Paper No. 36-8
Presentation Time: 8:00 AM-12:00 PM
DIATOM INFERRED ENVIRONMENTAL RECONSTRUCTION OF TWO VOLCANIC CRATER LAKES WITHIN NEWBERRY VOLCANO, OREGON
Newberry Crater, Oregon, is a low shield volcano that includes two meromictic volcanic lake systems within close proximity to each other. Paulina Lake and East Lake show significant chemical profile differences. Both lakes have subaqueous inputs of volcanic fluids, but fluids that enter East Lake are primarily hydrogen sulfide (H2S) and carbon dioxide (CO2) with minor amounts of mercury, while volcanic fluids that enter Paulina Lake are carbonate-rich and have abundant iron (Fe), arsenic (As), silicon (Si) and phosphorus (P). From each lake, multiple sediment cores were collected to establish a diatom assemblage record. Changes in the diatom record from lake sediments indicate long-term fluctuations in lake level, productivity, and other conditions. Planktic diatom communities are commonly found in open water away from shore. Benthic diatom communities thrive in shallow water where light can penetrate to the sediment-water interface. Diatom records were created from a high or low resolution counting scheme. In Paulina Lake, Stephanodiscus excentricus, a planktonic species, was the most abundant diatom.

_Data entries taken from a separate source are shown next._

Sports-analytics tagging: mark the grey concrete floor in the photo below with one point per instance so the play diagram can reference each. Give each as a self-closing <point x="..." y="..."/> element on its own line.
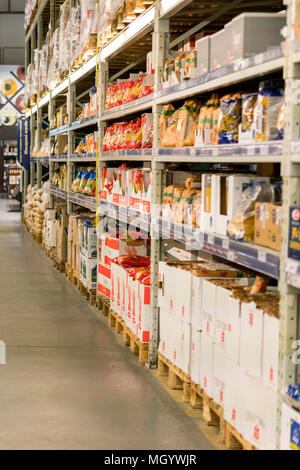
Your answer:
<point x="59" y="389"/>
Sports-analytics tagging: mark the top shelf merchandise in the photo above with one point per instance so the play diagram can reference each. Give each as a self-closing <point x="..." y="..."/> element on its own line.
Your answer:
<point x="188" y="130"/>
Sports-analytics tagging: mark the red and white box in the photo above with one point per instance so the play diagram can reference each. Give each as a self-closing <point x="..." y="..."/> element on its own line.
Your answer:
<point x="207" y="364"/>
<point x="235" y="393"/>
<point x="114" y="247"/>
<point x="233" y="329"/>
<point x="150" y="65"/>
<point x="164" y="333"/>
<point x="135" y="188"/>
<point x="251" y="339"/>
<point x="219" y="374"/>
<point x="209" y="308"/>
<point x="195" y="358"/>
<point x="106" y="189"/>
<point x="147" y="191"/>
<point x="260" y="417"/>
<point x="104" y="280"/>
<point x="144" y="312"/>
<point x="270" y="350"/>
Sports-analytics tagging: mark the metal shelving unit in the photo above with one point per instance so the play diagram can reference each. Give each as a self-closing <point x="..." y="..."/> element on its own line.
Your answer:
<point x="168" y="31"/>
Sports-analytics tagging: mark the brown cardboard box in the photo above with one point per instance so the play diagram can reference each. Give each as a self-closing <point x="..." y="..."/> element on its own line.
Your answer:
<point x="62" y="141"/>
<point x="70" y="253"/>
<point x="77" y="261"/>
<point x="268" y="225"/>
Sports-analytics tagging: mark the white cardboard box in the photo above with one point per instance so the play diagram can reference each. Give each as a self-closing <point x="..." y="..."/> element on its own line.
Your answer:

S. excentricus is often found in waters that exhibit pH values around 7 and is an indicator of eutrophication and phosphorus. In East Lake, a variety of benthic species were most abundant in the sediments. The most abundant species include Cocconeis placentula, Rhoicosphenia abbreviata, and Pseudostaurosira brevistriata. C. placentula is common and found in circumneutral to alkaline waters. R. abbreviata and P. brevistriata are found in eutrophic systems with alkaline pH. A planktic-benthic ratio was created for each sediment core to gather evidence for fluctuations in lake level. To further track fluctuations in lake level and diatom habitat areas, we created 3-D models of each lake and the surrounding volcanic crater. Diatom habitat area models can be used to predict relative changes in the available area for benthic and planktic diatom communities, and then can be compared against changes in planktic-benthic ratios in fossil assemblages from sediment cores to improve interpretations of past lake-level fluctuations. Research in these lakes is significant because it offers a unique opportunity to investigate two volcanic lakes that are close geographically but are chemically distant.